Q: A 21-year-old white female, a regular contact lens patient, called my office with a complaint of recent-onset blurry vision. My office was booked up that day, and my front desk staff recommended the patient see her primary care doctor. We later learned that the primary care doctor told the patient she probably had a migraine. 

Afterward, I happened to check this patient’s chart and saw that she had a history of lattice degeneration. Now I’m concerned. What can I do to make sure such a snafu doesn’t happen again? 

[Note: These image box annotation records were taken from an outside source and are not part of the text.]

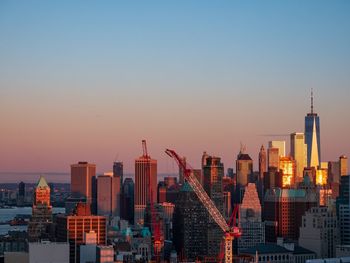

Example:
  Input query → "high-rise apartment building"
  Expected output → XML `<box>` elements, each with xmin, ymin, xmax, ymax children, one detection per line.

<box><xmin>337</xmin><ymin>175</ymin><xmax>350</xmax><ymax>246</ymax></box>
<box><xmin>305</xmin><ymin>92</ymin><xmax>321</xmax><ymax>169</ymax></box>
<box><xmin>203</xmin><ymin>156</ymin><xmax>225</xmax><ymax>256</ymax></box>
<box><xmin>71</xmin><ymin>162</ymin><xmax>96</xmax><ymax>209</ymax></box>
<box><xmin>269</xmin><ymin>141</ymin><xmax>286</xmax><ymax>157</ymax></box>
<box><xmin>290</xmin><ymin>132</ymin><xmax>307</xmax><ymax>183</ymax></box>
<box><xmin>121</xmin><ymin>178</ymin><xmax>135</xmax><ymax>224</ymax></box>
<box><xmin>299</xmin><ymin>207</ymin><xmax>339</xmax><ymax>258</ymax></box>
<box><xmin>97</xmin><ymin>173</ymin><xmax>121</xmax><ymax>216</ymax></box>
<box><xmin>267</xmin><ymin>148</ymin><xmax>280</xmax><ymax>169</ymax></box>
<box><xmin>17</xmin><ymin>182</ymin><xmax>26</xmax><ymax>206</ymax></box>
<box><xmin>28</xmin><ymin>176</ymin><xmax>52</xmax><ymax>242</ymax></box>
<box><xmin>113</xmin><ymin>162</ymin><xmax>124</xmax><ymax>187</ymax></box>
<box><xmin>236</xmin><ymin>151</ymin><xmax>253</xmax><ymax>186</ymax></box>
<box><xmin>259</xmin><ymin>145</ymin><xmax>267</xmax><ymax>181</ymax></box>
<box><xmin>279</xmin><ymin>157</ymin><xmax>296</xmax><ymax>188</ymax></box>
<box><xmin>56</xmin><ymin>203</ymin><xmax>107</xmax><ymax>263</ymax></box>
<box><xmin>173</xmin><ymin>182</ymin><xmax>208</xmax><ymax>261</ymax></box>
<box><xmin>264</xmin><ymin>188</ymin><xmax>318</xmax><ymax>242</ymax></box>
<box><xmin>339</xmin><ymin>155</ymin><xmax>348</xmax><ymax>176</ymax></box>
<box><xmin>134</xmin><ymin>150</ymin><xmax>157</xmax><ymax>225</ymax></box>
<box><xmin>238</xmin><ymin>183</ymin><xmax>265</xmax><ymax>254</ymax></box>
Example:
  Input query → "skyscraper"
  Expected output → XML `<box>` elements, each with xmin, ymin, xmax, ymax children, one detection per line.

<box><xmin>71</xmin><ymin>162</ymin><xmax>96</xmax><ymax>208</ymax></box>
<box><xmin>259</xmin><ymin>145</ymin><xmax>267</xmax><ymax>183</ymax></box>
<box><xmin>263</xmin><ymin>188</ymin><xmax>318</xmax><ymax>242</ymax></box>
<box><xmin>238</xmin><ymin>183</ymin><xmax>265</xmax><ymax>254</ymax></box>
<box><xmin>121</xmin><ymin>178</ymin><xmax>135</xmax><ymax>224</ymax></box>
<box><xmin>257</xmin><ymin>145</ymin><xmax>267</xmax><ymax>203</ymax></box>
<box><xmin>134</xmin><ymin>147</ymin><xmax>157</xmax><ymax>225</ymax></box>
<box><xmin>56</xmin><ymin>203</ymin><xmax>107</xmax><ymax>263</ymax></box>
<box><xmin>236</xmin><ymin>150</ymin><xmax>253</xmax><ymax>186</ymax></box>
<box><xmin>280</xmin><ymin>157</ymin><xmax>295</xmax><ymax>188</ymax></box>
<box><xmin>17</xmin><ymin>182</ymin><xmax>26</xmax><ymax>206</ymax></box>
<box><xmin>339</xmin><ymin>155</ymin><xmax>348</xmax><ymax>176</ymax></box>
<box><xmin>267</xmin><ymin>148</ymin><xmax>279</xmax><ymax>170</ymax></box>
<box><xmin>173</xmin><ymin>182</ymin><xmax>208</xmax><ymax>261</ymax></box>
<box><xmin>203</xmin><ymin>156</ymin><xmax>224</xmax><ymax>256</ymax></box>
<box><xmin>113</xmin><ymin>162</ymin><xmax>124</xmax><ymax>187</ymax></box>
<box><xmin>305</xmin><ymin>91</ymin><xmax>321</xmax><ymax>169</ymax></box>
<box><xmin>97</xmin><ymin>173</ymin><xmax>121</xmax><ymax>216</ymax></box>
<box><xmin>290</xmin><ymin>132</ymin><xmax>307</xmax><ymax>183</ymax></box>
<box><xmin>28</xmin><ymin>176</ymin><xmax>52</xmax><ymax>242</ymax></box>
<box><xmin>269</xmin><ymin>141</ymin><xmax>286</xmax><ymax>157</ymax></box>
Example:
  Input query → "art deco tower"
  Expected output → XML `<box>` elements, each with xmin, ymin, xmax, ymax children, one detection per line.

<box><xmin>28</xmin><ymin>176</ymin><xmax>52</xmax><ymax>242</ymax></box>
<box><xmin>305</xmin><ymin>91</ymin><xmax>321</xmax><ymax>169</ymax></box>
<box><xmin>134</xmin><ymin>141</ymin><xmax>157</xmax><ymax>225</ymax></box>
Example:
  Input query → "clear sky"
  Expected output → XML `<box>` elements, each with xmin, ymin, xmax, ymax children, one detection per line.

<box><xmin>0</xmin><ymin>0</ymin><xmax>350</xmax><ymax>182</ymax></box>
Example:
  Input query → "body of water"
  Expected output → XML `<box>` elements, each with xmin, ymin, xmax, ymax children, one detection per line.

<box><xmin>0</xmin><ymin>207</ymin><xmax>65</xmax><ymax>235</ymax></box>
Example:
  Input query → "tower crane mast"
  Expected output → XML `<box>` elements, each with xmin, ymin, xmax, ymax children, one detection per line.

<box><xmin>165</xmin><ymin>149</ymin><xmax>241</xmax><ymax>263</ymax></box>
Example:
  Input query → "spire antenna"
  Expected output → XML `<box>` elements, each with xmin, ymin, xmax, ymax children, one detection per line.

<box><xmin>311</xmin><ymin>88</ymin><xmax>314</xmax><ymax>114</ymax></box>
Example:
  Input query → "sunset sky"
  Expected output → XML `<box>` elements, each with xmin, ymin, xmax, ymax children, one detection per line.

<box><xmin>0</xmin><ymin>0</ymin><xmax>350</xmax><ymax>180</ymax></box>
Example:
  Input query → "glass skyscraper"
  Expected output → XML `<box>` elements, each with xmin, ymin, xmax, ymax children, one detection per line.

<box><xmin>305</xmin><ymin>93</ymin><xmax>321</xmax><ymax>169</ymax></box>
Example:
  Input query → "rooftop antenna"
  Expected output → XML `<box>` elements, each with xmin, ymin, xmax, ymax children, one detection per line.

<box><xmin>311</xmin><ymin>88</ymin><xmax>314</xmax><ymax>114</ymax></box>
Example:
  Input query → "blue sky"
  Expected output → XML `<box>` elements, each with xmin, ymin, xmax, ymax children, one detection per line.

<box><xmin>0</xmin><ymin>1</ymin><xmax>350</xmax><ymax>179</ymax></box>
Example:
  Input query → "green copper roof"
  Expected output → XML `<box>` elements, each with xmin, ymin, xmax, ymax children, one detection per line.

<box><xmin>36</xmin><ymin>176</ymin><xmax>49</xmax><ymax>188</ymax></box>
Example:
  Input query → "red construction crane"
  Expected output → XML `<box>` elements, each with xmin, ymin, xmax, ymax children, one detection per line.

<box><xmin>165</xmin><ymin>149</ymin><xmax>241</xmax><ymax>263</ymax></box>
<box><xmin>142</xmin><ymin>140</ymin><xmax>162</xmax><ymax>262</ymax></box>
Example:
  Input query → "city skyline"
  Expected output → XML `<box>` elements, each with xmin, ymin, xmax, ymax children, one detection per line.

<box><xmin>0</xmin><ymin>1</ymin><xmax>350</xmax><ymax>180</ymax></box>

A: “No matter what the patient’s complaint is—even if it’s itchy eyes—the staff should pull up the record at the time of the phone call,” says Steven Holbrook, OD, of The Eye Center of Southern Indiana.

Dr. Holbrook recounts the situation of a similar patient who wound up at his secondary-care center upon referral from the ER. In this young woman’s case, she too had called her eye doctor’s office with a complaint of sudden loss of vision and was referred to her PCP on suspicion of migraine. 

 The patient called complaining of sudden loss of vision. Turned out, she had a retinal detachment.  In the patient’s other eye, she had extensive lattice degeneration. 

The patient’s symptoms worsened over the weekend and she went to the ER. A CT scan performed at the ER was negative and she was referred to Dr. Holbrook’s practice.

“When she came in to my office on Monday, I found she had a macula-off retinal detachment with hand motion vision. In her other eye, she had extensive lattice degeneration,” he says. 

Dr. Holbrook sent the patient to a retina specialist, who performed a scleral buckle the next day. At the patient’s most recent follow-up visit, her visual acuity had im-proved to 20/150.

Had her original eye doctor seen the patient that day, the situation might have turned out much better. 

As it is, “I feel so bad for this girl. In all likelihood, she’s going to have permanent vision loss,” Dr. Holbrook says. In these cases, every clinician should be able to look back at an old record and see the results of a dilated peripheral retinal exam. 

Also, be sure to train your staff—with regular reminders—to check the record of every patient before making a recommendation, Dr. Holbrook says. 

And if there is something in the chart that raises a red flag, err on the side of bringing the patient in! But in the hopefully rare instance where you are unable to see the patient, send him or her to your nearest comanagement center. (Optometrists have worked for many years to gain diagnostic and therapeutic privileges, so we shouldn’t abdicate them to someone else at the patient’s expense.) Both the patient and your practice will be the victors with this strategy.